Milan went through much of 2020 sailing through calm waters only for 2021 to come with turbulence and threaten to rock the boat and ultimately sink Stefano Pioli’s men.
Pioli post-lockdown had created an enigmatic Milan which wove through opposition defences and rarely succumbed to its opponents. However within the space of 45 days Milan have lost three games, being completely outplayed in two of these while the Juventus game can be counted as a let off since Milan played without seven of their main men.
So what are the chinks in Milan’s armour? How can they be rectified? Here is a prognosis of Milan’s issues…
Right wing creativity
Starting off with the most obvious one, Milan’s dead right-wing has been a cause for concern for Milanisti for over a year, but with the side scoring almost 2 goals per game the problem did not blow up until Milan’s latest run.
With the pass-map of Milan first 14 games it is quite clear that Milan’s creative outlet on the right comes from Calabria and that neither Saelemaekers nor Samu Castillejo provide anything much other than a passing option in the final third of the opposition half. While Saelemaekers does track back and cover Calabria if Milan lose the ball and the opposition counter-attack, and he contributes to pressing, his creativity is not up to the standards of a modern creative right winger.
Another disturbing trend that popped up during the Atalanta match was how Atalanta were quite comfortable to leave Samu Castillejo unmarked while they were aggressively marking Milan’s other two front players. This trend popped up as Atalanta didn’t consider Samu an important threat.
Possible solution: The only possible solution would be to dip into the transfer market come the summer. Milan have been linked to the likes of Florian Thauvin from Marseille and it’s time for Milan to finally address the issue that has been quite a gangrenous limb in Milan’s attack.

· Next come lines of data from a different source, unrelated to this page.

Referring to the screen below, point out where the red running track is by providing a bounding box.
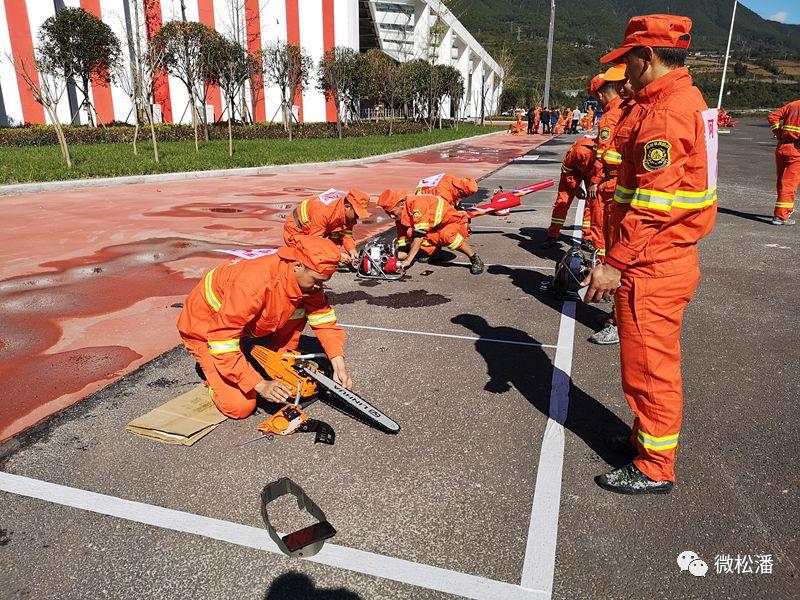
[0,134,549,441]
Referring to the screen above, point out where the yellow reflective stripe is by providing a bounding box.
[289,308,306,321]
[203,267,222,312]
[672,186,717,210]
[297,198,311,225]
[433,198,444,227]
[208,338,239,354]
[637,429,680,450]
[447,233,464,250]
[308,309,336,327]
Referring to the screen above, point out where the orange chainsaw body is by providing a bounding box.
[250,346,317,399]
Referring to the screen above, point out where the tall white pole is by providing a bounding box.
[544,0,556,108]
[717,0,739,110]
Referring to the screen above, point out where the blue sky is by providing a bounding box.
[731,0,800,25]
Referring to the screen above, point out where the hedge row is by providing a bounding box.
[0,121,444,147]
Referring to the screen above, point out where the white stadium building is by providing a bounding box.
[0,0,503,125]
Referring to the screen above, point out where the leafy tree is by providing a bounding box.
[38,8,120,126]
[364,49,403,135]
[262,42,314,140]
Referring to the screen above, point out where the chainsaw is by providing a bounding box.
[466,179,553,219]
[240,346,400,446]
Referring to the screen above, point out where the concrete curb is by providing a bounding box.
[0,131,505,196]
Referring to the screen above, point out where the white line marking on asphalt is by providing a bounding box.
[339,323,558,348]
[520,200,584,597]
[444,261,555,271]
[0,471,550,600]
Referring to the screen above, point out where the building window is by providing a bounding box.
[375,2,414,15]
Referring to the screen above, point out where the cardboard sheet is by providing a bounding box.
[125,385,227,446]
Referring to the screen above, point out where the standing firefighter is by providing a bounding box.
[539,136,595,250]
[178,236,351,419]
[769,100,800,225]
[283,189,369,262]
[378,190,484,275]
[584,15,717,494]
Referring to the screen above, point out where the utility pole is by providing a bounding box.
[717,0,739,110]
[544,0,556,108]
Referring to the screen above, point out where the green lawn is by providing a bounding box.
[0,124,505,184]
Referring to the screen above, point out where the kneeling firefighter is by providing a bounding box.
[178,236,352,419]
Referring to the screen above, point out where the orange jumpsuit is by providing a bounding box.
[587,96,622,256]
[283,191,356,254]
[405,195,469,254]
[178,247,345,419]
[547,137,595,238]
[415,173,478,208]
[606,67,717,481]
[769,100,800,221]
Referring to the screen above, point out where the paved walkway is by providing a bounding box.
[0,134,547,440]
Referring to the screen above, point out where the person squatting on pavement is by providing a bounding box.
[378,190,484,275]
[178,236,352,419]
[769,100,800,225]
[584,15,717,494]
[283,189,369,263]
[415,173,478,208]
[539,136,595,251]
[586,64,626,346]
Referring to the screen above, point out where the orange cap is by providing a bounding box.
[453,177,478,198]
[603,63,628,81]
[589,75,606,97]
[345,188,369,219]
[278,235,342,275]
[600,15,692,64]
[378,189,406,212]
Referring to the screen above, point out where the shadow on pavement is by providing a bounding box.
[451,314,631,467]
[264,571,362,600]
[717,206,772,223]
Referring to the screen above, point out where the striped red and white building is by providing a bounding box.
[0,0,503,125]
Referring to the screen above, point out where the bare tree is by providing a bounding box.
[212,36,254,156]
[262,42,314,140]
[151,21,219,153]
[12,53,72,169]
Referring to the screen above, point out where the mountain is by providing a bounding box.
[446,0,800,107]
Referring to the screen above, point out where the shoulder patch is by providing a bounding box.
[642,140,672,171]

With the role of full-back’s in modern football being redefined inducing them to attack more due to their agility and physicality, it has required coaches to re-adjust their tactics to make up for defensive shape and numbers at the back. Liverpool and Bayern Munich for example have their best defenders push up and cover the space vacated by the left back. Milan until now do not have a clear plan and with Romagnoli not comfortable pushing to maintain a high line it creates a temporary space called a half-space.
The half-space created on the flank has been duly noted and identified by team to create chance and score by teams. Juve scored three goals from this left half-space, Illicic wreaked havoc from the the same area tormenting Kessie, even Crotone took advantage of this half-space to create chances taking the most amount of touches in Milan’s final third in this half-space. Teams have started to identify this weak spot and started to align their chance creation tactics accordingly.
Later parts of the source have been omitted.